Ride for World Health team making journey
On a coast-to-coast trip covering about 80 miles per day, a group of cyclists are set to arrive in Portales today to share information on world health.
Ride for World Health is a cycling team and nonprofit that undertakes a 3,200-mile cycling journey every year from San Diego to Washington DC. The cyclists will give a presentation at 2 p.m. today at Eastern New Mexico University Campus Union Building’s Sandia Room.
The free presentation will explore issues such as global surgery, warning signs of concussions and sports injuries.
The group of 20 cyclists are mostly medical students on the verge of graduating from Ohio State University. They are also raising awareness — and funds — for better world health. Aside from giving health presentations in cities and towns along their route, R4WH is accepting donations for Empower and Advance, which trains first responders in Haiti; Health Africa, which is based in the eastern Congo and advocates for women’s health; and PODEMOS, which provides medical care in Honduras.
So far, R4WH 2014 has raised about $56, 000.

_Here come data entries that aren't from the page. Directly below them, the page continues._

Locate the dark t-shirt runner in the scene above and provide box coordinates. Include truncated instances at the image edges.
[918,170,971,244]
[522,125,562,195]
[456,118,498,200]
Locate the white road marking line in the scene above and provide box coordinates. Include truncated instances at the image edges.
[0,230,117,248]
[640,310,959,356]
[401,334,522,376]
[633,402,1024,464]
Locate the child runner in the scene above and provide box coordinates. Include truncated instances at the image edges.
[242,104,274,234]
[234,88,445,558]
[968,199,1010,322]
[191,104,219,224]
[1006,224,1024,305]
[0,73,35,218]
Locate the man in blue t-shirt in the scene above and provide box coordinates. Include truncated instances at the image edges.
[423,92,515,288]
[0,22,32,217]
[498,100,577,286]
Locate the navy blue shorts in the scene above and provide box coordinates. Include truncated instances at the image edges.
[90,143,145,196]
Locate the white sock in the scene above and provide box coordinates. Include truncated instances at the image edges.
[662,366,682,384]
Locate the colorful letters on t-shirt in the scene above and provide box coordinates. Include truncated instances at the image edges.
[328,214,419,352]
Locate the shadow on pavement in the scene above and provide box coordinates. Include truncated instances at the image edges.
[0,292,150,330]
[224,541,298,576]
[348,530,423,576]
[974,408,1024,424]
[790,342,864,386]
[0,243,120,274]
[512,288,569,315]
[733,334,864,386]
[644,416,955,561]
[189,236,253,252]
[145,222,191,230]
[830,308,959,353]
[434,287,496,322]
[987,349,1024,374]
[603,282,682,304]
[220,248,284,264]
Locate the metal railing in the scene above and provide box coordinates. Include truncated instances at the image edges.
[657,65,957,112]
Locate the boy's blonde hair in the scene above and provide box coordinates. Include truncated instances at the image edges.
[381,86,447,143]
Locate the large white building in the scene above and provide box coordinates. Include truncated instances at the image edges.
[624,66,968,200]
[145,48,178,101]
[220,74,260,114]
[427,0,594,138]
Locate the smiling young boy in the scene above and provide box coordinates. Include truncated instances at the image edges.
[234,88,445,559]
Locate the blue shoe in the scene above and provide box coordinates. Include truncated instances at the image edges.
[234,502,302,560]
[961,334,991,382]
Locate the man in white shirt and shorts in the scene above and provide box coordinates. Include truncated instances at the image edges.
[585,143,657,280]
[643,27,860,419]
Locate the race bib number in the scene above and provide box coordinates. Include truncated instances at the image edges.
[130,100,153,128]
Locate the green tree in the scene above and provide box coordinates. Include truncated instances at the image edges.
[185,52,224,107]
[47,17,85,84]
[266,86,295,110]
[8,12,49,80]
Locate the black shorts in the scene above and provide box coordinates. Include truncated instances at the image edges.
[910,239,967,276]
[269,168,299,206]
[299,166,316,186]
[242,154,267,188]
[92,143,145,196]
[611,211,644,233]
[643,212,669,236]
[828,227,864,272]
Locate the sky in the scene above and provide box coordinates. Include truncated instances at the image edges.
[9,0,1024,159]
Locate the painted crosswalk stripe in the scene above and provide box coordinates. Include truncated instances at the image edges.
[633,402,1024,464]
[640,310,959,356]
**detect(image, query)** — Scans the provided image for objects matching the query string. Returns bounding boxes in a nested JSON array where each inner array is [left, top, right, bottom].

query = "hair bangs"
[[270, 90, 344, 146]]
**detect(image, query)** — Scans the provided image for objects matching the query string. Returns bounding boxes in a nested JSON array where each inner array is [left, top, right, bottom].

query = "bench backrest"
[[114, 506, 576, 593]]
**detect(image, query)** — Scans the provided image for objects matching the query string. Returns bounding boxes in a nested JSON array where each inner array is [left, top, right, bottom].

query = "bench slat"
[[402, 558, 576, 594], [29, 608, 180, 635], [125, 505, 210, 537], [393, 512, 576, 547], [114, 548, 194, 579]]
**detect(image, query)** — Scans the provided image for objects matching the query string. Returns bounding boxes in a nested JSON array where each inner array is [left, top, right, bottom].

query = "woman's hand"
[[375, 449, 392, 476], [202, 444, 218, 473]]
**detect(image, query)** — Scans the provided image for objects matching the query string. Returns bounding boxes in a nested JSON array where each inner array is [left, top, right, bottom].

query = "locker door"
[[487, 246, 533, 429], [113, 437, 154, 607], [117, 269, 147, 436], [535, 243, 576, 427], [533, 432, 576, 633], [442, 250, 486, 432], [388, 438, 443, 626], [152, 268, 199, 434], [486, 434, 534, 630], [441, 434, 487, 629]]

The riders began their 2014 journey by driving out to San Diego from Columbus, Ohio.
“We dipped our rear tires in (the beach) in San Diego and started riding,” said cyclist and fourth-year med student Brandon Merling in a phone conversation Wednesday evening from Santa Rosa. He said OSU med students departed San Diego on March 26. They are joined by two med students from other institutions, a nurse practitioner, an emergency room nurse and a midwife.
Merling said most of the OSU students — including himself — are set to graduate as MDs on May 5. They will ride through Columbus for their graduation before continuing their ride to Bethany Beach, Del., where they are scheduled to arrive May 11.
The R4WH adventure counts as class credit, Merling said.
“We had to write a paper and put together presentations on global health topics,” he said. Aside from being class credit, Merling said the mission of R4WH is threefold: to advocate, to educate and to encourage solidarity between the U.S. and the rest of the world.
“In the 21st century, the difference between being here in the U.S. and anywhere else (in the world) is becoming narrower,” Merling said. “We all need to band together.”
This is the second time that R4WH riders have made the trek to ENMU. The first time they visited the area, they caught ENMU administrators unaware.
“They contacted us; we didn’t know about this program,” said Maria Garcia, director of ENMU International Affairs. Their presentation last year was “a great success,” Garcia said, so much so that the riders were invited back.
Bringing the cyclists back to Portales was a joint effort between Sodexo, International Affairs and the ENMU Athletic Department, Garcia said.